To manage exposure effectively, organizations must go beyond public benchmarks. Security testing needs to include different attack methods and configuration settings. Understanding how specific parameters affect vulnerability will guide smarter model selection and deployment. The best-performing model today might still carry exploitable weaknesses tomorrow if system configurations are not properly maintained and monitored.

Businesses and AI vendors should update safety evaluation standards

AI evaluation frameworks need an upgrade. Cisco researchers Nicholas Conley and Amy Chang made it clear that the industry’s reliance on single-turn metrics hides major gaps in real-world safety performance. Single-turn testing, where a model responds to one isolated malicious prompt, doesn’t represent how actual attackers behave. In reality, they adapt, retry, and refine their prompts until the model yields a response that breaks policy. When this iterative behavior is tested, even top-tier models show substantially higher vulnerability.

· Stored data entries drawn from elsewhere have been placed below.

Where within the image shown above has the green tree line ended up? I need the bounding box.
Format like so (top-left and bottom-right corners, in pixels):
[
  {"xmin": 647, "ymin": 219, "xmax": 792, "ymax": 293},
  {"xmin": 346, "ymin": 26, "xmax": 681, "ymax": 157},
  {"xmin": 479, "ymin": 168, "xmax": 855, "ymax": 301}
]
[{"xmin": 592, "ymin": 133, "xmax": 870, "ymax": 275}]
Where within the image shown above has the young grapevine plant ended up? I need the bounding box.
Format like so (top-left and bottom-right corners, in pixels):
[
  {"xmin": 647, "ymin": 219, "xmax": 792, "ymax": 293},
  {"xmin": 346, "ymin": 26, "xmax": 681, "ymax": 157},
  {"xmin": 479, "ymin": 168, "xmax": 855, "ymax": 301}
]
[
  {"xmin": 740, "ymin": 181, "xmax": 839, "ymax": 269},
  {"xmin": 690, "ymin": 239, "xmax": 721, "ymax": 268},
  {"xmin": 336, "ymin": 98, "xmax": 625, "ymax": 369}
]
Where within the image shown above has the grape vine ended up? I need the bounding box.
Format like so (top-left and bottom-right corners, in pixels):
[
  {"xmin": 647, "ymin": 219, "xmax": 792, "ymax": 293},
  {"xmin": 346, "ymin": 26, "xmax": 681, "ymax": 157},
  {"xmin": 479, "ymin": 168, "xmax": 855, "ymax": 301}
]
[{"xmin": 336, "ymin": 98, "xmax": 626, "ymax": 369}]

For business leaders, that difference is more than a technical detail, it’s a governance and risk issue. If procurement or strategy teams base their decisions on single-turn safety data, they may be approving models that are far less secure than they appear. A model with a low failure rate in single-turn scenarios could still collapse under multi-turn testing, leading to potential breaches, misuse, or compliance violations. The gap between the two regimes represents a hidden exposure that must be measured and disclosed.

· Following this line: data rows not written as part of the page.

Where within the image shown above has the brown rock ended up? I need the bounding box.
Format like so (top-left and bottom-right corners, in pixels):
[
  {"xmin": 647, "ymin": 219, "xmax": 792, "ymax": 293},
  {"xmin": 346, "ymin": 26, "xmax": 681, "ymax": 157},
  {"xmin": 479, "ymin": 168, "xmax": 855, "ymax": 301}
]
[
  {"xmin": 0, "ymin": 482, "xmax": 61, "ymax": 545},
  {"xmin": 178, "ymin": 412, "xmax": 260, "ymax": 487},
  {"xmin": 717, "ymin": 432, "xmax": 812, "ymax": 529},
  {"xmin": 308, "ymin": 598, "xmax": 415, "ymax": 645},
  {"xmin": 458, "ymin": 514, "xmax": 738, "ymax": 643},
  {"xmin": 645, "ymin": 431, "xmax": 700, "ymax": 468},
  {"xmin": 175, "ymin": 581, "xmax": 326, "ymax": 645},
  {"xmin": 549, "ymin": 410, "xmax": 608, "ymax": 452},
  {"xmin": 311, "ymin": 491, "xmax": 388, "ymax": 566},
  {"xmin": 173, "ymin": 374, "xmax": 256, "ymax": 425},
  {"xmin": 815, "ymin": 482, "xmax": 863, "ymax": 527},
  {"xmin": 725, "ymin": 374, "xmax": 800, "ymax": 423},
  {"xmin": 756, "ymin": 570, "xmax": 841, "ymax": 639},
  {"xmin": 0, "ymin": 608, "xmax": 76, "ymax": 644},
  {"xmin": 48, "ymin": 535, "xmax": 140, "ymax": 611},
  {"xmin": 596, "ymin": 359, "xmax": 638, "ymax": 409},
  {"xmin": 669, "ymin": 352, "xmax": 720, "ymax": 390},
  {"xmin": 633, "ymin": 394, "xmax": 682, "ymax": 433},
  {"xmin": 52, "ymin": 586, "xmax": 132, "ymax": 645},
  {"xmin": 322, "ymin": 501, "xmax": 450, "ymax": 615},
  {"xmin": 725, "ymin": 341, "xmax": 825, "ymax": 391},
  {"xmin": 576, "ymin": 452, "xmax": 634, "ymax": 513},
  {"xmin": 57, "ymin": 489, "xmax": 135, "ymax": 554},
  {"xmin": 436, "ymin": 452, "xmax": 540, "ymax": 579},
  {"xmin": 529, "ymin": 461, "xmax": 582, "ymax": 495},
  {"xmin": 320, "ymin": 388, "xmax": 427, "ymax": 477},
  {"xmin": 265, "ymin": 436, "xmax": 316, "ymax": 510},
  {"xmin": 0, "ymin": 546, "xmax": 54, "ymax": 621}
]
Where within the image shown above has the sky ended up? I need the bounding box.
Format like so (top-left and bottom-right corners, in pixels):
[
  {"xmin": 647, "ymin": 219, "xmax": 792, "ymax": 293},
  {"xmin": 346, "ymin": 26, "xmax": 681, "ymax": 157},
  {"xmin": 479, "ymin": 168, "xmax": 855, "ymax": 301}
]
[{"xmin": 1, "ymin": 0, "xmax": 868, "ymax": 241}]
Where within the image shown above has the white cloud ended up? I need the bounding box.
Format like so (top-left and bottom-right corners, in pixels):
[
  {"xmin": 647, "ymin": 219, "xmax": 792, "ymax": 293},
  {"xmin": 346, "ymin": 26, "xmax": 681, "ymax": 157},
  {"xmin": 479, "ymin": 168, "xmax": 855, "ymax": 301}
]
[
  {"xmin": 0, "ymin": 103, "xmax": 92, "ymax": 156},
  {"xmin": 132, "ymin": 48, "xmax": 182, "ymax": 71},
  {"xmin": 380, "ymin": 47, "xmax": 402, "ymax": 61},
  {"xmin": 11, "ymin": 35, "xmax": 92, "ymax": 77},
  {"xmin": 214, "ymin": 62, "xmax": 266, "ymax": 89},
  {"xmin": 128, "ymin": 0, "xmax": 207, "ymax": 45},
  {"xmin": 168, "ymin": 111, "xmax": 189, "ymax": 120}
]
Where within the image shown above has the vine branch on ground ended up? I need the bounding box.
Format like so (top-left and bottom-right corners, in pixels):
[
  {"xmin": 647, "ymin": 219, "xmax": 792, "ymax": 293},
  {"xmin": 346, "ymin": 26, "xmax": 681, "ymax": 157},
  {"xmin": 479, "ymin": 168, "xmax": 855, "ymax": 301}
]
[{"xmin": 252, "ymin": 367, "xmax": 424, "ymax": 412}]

Organizations need vendors to publish paired-regime safety data, metrics that show how models perform under both single and multi-turn conditions. This transparency would help enterprises make informed deployment choices, assess actual security posture, and maintain regulatory accountability. Vendors that share complete safety metrics will set a higher standard for trust and responsibility, positioning themselves better in a marketplace increasingly sensitive to AI governance.

Main highlights

AI models face major security blind spots: Cisco research shows leading AI systems are far more exposed to adaptive, multi-turn attacks than vendors report. Leaders should push vendors for multi-turn safety data before integrating AI into critical operations.
Closed systems aren’t safer than open ones: Proprietary AI models share the same multi-turn vulnerabilities as open models. Executives should not rely on confidentiality as a safety buffer and must demand transparent, third-party security testing.
Corporate priorities shape AI safety outcomes: Companies that highlight performance over safety tend to produce less secure models. Leaders should evaluate vendor culture and public safety commitments as key indicators of actual model robustness.
Attack diversity exposes model weaknesses: Testing across multiple manipulation strategies revealed large security gaps between vendors. Business and technology teams should review model configurations, such as reasoning modes, to understand how setup impacts resilience.
Evaluation standards must evolve: Current single-turn testing misrepresents real-world risk. Executives should require vendors to publish paired single-turn and multi-turn results to make accurate, governance-aligned AI adoption decisions.